According to the Ohio Development Services Agency, nearly 33 percent of black Ohioans live in poverty, double the state’s average poverty rate. In addition, black high school students graduate less often than their peers, with a 61 percent graduation rate compared to the state average of 81 percent.
Still, there has been a significant uptick in the number of Ohio’s black-owned businesses, rising to over 81,000 in 2015. OLBC believes that growing development opportunities for black Ohioans could aid in addressing issues such as poverty, lack of access to health care, lagging education rates and high infant mortality.
NY Assemblyman Michael Blake was a keynote speaker for the Day of Action, delivering a message of hope and persistence to the crowd of roughly 100 community leaders, business owners and citizens. Blake recognized the significant challenges African Americans face, but also said African Americans’ “progress in America deserves celebration.”

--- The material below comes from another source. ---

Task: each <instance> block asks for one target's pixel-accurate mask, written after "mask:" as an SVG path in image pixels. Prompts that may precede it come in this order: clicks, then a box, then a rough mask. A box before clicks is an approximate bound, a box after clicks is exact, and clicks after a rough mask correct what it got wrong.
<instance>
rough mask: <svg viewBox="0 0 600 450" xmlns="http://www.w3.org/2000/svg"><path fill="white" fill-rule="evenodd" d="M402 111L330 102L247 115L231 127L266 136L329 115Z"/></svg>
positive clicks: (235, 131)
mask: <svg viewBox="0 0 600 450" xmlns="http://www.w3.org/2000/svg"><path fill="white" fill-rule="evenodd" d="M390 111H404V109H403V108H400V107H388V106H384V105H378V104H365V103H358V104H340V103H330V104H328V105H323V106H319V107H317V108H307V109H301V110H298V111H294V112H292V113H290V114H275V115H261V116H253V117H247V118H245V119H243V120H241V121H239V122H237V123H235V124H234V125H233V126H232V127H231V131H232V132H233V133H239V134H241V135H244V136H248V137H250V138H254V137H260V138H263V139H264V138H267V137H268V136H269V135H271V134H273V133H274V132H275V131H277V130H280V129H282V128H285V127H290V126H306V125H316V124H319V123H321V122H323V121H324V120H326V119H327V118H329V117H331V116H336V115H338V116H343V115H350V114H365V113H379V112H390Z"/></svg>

As part of the program, community advocates held workshops examining topics such as healthcare, entrepreneurship and the state budget.
“More Ohioans should know how the state budget process works,” said Howse. “I believe it is in everyone’s best interest if we help empower the voices of everyday people—that’s how a real democracy functions, and that’s what fosters a more equal and fair society.”
To further facilitate such engagement, the OLBC plans to coordinate more events throughout the year, including a celebration of the organization’s 50th anniversary in October.